Gericilikle ilgili meseleler, 8 Mart’ta karşısında mücadele ettiğimiz ve talep olarak yükselttiğimiz konuların başında yer alacak ifadelerini kullanan Nazlı, Din İşlerine 10 milyon TL’lik bütçe ayrıldığını hatırlattı. Nazlı, Alo 183’e, devlet okullarına, hastanelere bütçe yokken Din İşlerine milyonların akıtılmasını bilinçli ve siyasi bir tercih olduğunu söyledi.

Din İşlerine, Evkafa değil sosyal hizmetlere bütçe ayrılması gerektiğini ve bu talebi 8 Mart’ta da yükselteceklerini söyledi.

Nazlı, özel sektörde çalışan kadınların mağdur olduğunu, hamile olan kadınların yasal olmamasına rağmen doğum iznine çıkmadan ya da döndükten sonra işten çıkarıldıklarını belirterek 8 Mart’ta kadınların hamileyken işten çıkarılmasının yasaklanması, emekçiler için Mobing Yasası, yeni doğan çocuğun ihtiyaçları için her iki ebeveynin de kullanabileceği ebeveynlik izninin yasalaşması taleplerini yükselteceklerini söyledi.

SOKAK VE MECLİS ÖRGÜTLENEREK, BİRLİKTE HAREKET ETTİĞİ TAKTİRDE ETKİLİ OLABİLİR

Bağımsızlık Yolu’nun her alanda ortaya koyduğu somut önerilerin toplumda bir karşılığı olduğunu belirten Nazlı, temel önermeleri ve talepleri sadece toplumda değil, sendikaların da dile getirdiğini ve bu taleplerimizi herkesin sahiplendiğini görüyoruz dedi.

Nazlı, siyasetin meşruiyetinin sadece seçim sandığına yansıyan bir oy oranıyla görülmediğini, sözünüzün sizden başka mecralarda da yayılarak benimsendiği zaman da görüldüğünü söyledi.

Nazlı, Bağımsızlık Yolu’nun, sadece parlamenter sistemi savunan bir tarafı olmadığını, sokak ve meclisin örgütlenerek birlikte hareket ettiği taktirde etkili olduğunu söyledi.

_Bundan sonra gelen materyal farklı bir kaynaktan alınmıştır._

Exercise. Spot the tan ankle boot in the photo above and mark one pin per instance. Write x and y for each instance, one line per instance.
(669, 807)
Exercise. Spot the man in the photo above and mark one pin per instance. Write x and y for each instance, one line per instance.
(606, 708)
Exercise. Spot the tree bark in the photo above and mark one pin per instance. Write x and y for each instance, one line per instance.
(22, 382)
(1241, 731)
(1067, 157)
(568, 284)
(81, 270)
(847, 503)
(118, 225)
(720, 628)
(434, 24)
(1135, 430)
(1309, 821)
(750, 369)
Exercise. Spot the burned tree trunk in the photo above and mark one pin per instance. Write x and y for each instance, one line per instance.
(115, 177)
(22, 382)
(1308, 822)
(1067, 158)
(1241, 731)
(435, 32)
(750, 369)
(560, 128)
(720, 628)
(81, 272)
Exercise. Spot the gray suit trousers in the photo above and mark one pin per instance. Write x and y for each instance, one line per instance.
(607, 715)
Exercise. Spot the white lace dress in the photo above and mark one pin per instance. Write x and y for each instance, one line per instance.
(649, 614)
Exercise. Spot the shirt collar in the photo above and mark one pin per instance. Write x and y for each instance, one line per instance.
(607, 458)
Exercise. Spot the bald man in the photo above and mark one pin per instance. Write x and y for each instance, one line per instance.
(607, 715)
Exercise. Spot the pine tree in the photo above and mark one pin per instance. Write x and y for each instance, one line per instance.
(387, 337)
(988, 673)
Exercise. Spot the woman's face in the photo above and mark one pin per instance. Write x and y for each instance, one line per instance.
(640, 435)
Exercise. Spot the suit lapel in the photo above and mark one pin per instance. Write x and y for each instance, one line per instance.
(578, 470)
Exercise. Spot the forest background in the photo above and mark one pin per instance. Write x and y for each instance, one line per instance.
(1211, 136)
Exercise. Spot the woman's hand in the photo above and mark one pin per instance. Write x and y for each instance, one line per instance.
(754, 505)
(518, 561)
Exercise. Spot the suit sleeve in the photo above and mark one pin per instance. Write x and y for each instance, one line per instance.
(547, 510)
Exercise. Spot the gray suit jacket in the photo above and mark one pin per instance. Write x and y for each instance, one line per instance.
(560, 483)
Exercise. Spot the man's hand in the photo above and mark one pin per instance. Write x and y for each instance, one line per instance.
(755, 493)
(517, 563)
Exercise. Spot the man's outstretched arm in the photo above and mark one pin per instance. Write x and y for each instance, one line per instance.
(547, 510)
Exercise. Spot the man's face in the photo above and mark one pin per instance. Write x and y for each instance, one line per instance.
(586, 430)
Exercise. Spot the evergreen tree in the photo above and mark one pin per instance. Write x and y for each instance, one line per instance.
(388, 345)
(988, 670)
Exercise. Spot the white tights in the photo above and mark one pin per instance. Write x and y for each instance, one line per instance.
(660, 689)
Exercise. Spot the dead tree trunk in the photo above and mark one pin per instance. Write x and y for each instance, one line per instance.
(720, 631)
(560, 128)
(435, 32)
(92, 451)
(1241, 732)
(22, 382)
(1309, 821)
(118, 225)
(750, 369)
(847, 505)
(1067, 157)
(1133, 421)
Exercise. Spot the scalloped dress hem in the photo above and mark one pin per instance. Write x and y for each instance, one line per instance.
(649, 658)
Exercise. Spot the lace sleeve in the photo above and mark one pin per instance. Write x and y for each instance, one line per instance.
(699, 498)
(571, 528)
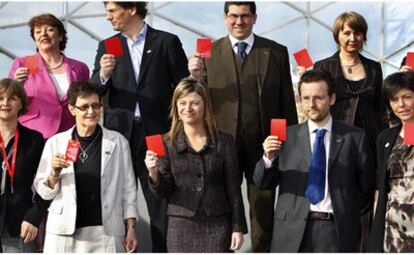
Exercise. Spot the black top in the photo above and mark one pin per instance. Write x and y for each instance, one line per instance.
(88, 180)
(20, 205)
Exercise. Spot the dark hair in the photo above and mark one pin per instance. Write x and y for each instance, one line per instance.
(394, 83)
(15, 88)
(354, 20)
(315, 76)
(142, 9)
(252, 6)
(51, 20)
(83, 89)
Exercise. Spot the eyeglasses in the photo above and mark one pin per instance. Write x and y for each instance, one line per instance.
(235, 17)
(85, 107)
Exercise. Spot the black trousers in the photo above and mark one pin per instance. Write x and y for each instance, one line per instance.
(157, 207)
(320, 236)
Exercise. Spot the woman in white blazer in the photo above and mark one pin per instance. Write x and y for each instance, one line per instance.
(93, 206)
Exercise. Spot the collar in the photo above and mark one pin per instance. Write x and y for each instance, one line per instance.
(312, 125)
(249, 40)
(141, 36)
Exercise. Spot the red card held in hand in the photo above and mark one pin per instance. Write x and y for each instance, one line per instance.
(72, 150)
(302, 58)
(409, 61)
(31, 62)
(113, 46)
(154, 143)
(409, 134)
(204, 47)
(278, 128)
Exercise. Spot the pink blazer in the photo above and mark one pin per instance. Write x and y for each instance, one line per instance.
(47, 113)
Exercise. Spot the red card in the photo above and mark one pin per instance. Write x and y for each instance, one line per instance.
(113, 46)
(409, 134)
(154, 143)
(204, 47)
(31, 62)
(278, 128)
(302, 58)
(72, 150)
(409, 61)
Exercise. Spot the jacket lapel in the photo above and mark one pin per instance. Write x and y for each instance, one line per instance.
(336, 143)
(149, 48)
(108, 147)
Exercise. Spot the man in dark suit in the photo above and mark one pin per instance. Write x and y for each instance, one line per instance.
(140, 84)
(325, 174)
(249, 82)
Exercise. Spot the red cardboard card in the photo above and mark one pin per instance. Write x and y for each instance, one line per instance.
(72, 150)
(204, 47)
(31, 63)
(409, 61)
(278, 128)
(113, 46)
(302, 58)
(154, 143)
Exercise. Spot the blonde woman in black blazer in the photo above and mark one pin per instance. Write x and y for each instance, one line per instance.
(199, 177)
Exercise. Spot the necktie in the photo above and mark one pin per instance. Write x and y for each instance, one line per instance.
(315, 190)
(241, 50)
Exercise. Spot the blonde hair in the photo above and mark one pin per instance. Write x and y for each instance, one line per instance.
(354, 20)
(185, 87)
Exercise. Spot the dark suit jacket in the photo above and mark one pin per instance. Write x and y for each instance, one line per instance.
(350, 177)
(370, 111)
(385, 143)
(163, 65)
(207, 179)
(274, 84)
(19, 206)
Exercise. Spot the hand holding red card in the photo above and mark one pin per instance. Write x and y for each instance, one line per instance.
(204, 47)
(31, 62)
(113, 46)
(278, 128)
(155, 144)
(303, 58)
(409, 61)
(72, 150)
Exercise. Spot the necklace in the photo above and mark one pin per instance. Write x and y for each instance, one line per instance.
(83, 156)
(349, 67)
(57, 65)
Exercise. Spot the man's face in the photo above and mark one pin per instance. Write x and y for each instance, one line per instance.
(240, 21)
(316, 102)
(120, 18)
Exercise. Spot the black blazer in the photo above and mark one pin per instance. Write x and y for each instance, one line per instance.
(350, 179)
(163, 65)
(371, 107)
(385, 143)
(209, 179)
(19, 206)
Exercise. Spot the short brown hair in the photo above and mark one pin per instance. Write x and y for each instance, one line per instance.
(354, 20)
(51, 20)
(14, 88)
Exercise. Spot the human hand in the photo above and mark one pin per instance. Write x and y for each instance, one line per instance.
(107, 63)
(236, 241)
(195, 65)
(28, 232)
(271, 147)
(21, 74)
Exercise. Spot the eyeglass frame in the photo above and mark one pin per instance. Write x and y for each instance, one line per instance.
(94, 107)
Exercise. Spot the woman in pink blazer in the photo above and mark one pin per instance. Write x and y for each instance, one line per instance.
(47, 76)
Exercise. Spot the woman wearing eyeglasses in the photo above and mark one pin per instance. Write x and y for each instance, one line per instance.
(93, 206)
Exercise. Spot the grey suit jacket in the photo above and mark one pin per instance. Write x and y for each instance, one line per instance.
(350, 178)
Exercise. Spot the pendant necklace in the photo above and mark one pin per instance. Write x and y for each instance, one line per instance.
(83, 156)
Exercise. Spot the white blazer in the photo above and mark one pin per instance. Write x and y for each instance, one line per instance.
(118, 188)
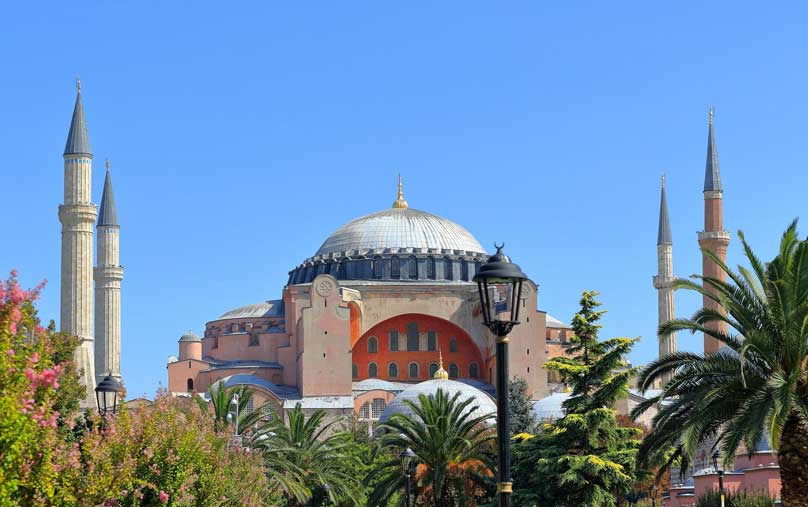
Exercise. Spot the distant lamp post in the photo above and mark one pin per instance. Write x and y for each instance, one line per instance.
(106, 395)
(407, 458)
(498, 271)
(720, 472)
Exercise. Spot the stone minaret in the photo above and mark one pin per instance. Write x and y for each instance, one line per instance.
(713, 238)
(77, 216)
(108, 276)
(664, 277)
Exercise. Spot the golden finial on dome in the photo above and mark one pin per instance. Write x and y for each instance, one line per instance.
(441, 373)
(400, 202)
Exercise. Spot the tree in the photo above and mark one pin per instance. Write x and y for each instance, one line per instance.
(586, 457)
(758, 382)
(308, 459)
(454, 448)
(522, 419)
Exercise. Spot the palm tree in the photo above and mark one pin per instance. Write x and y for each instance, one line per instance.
(757, 384)
(221, 398)
(452, 444)
(308, 459)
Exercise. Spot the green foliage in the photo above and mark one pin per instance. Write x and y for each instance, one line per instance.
(454, 449)
(305, 454)
(740, 499)
(757, 383)
(522, 419)
(586, 457)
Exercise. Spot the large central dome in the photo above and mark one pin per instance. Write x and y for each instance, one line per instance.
(398, 229)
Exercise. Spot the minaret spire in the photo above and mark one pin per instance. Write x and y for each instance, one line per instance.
(77, 215)
(713, 238)
(400, 202)
(108, 275)
(664, 278)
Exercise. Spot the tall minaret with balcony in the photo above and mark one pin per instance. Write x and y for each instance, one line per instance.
(108, 277)
(77, 216)
(664, 278)
(713, 238)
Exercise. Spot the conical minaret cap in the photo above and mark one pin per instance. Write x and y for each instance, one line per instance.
(107, 213)
(78, 141)
(712, 177)
(664, 235)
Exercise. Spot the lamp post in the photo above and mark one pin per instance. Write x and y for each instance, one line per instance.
(109, 387)
(499, 271)
(720, 477)
(407, 458)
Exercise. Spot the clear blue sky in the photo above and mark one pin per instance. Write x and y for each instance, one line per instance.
(241, 134)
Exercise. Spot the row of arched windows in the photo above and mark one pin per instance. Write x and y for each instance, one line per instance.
(413, 370)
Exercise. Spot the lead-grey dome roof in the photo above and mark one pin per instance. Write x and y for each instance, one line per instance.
(481, 405)
(400, 228)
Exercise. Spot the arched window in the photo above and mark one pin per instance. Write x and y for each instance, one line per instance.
(412, 336)
(377, 268)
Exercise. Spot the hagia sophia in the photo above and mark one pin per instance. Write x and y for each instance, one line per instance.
(384, 309)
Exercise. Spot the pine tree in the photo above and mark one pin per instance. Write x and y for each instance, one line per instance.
(586, 457)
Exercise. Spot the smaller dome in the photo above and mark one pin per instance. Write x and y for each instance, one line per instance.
(481, 405)
(190, 336)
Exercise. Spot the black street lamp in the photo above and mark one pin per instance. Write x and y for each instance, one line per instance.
(720, 477)
(106, 389)
(500, 271)
(407, 458)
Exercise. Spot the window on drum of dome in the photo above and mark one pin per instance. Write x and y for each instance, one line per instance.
(377, 408)
(377, 268)
(430, 268)
(412, 336)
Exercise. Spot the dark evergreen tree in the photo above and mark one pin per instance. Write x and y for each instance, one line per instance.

KAÇAK DURUMDA ÇALIŞAN KİŞİLERİ KİMİN ÇALIŞTIRDIĞINI SORGULAMAMIZ GEREK

Nazlı, üniversitelerin insanların ülkeye girişini yasal hale getiren ve öğrenci kisvesiyle yasa dışı çalıştırılan insanlara kapıyı açan ve sermaye sahiplerinin karına kar katmasına yarayan kurumlar haline geldiğine ifade ederek, küçük esnafın devlet tarafından alması gereken yardımı özel üniversiteler tarafından muafiyet ve teşviklerle faydalandığına dikkat çekti.

Bu durumun artık son bulması gerektiğini söyleyen Nazlı, bu kurumların vergilendirilerek, alınan vergilerin kamusal eğitime, devlet okullarının ihtiyaçlarının giderilmesi için kullanılması gerektiğini dile getirdi.

Nazlı, kaçak durumdan yakalanan kişilerin haberlerine baktığımız zaman ‘bu insanın bu kadar zaman boyunca nerede ve kimin çalıştırdığını’ sorgulamamız gerekiyor dedi. Kaçak işçi olarak çalıştığı tespit edilen kişinin deport edildiğini işverene ise asgari ücret oranında ceza kesildiğine dikkat çeken Nazlı, iki cezanın ağırlığına bakıldığında esas bedeli ödeyenin emekçi olduğunu söyledi.

Nazlı, bu durum için işverene belirli bir süre o kişiyi çalıştırılma ve çalıştırdığı döneme kadar geriye dönük yatırımlarını yapma zorunluluğu getirilmesi gerektiğini savunduklarını belirtti. Özel üniversitelerin de getirdikleri öğrencilerden sorumlu tutulması gerektiğini ekledi.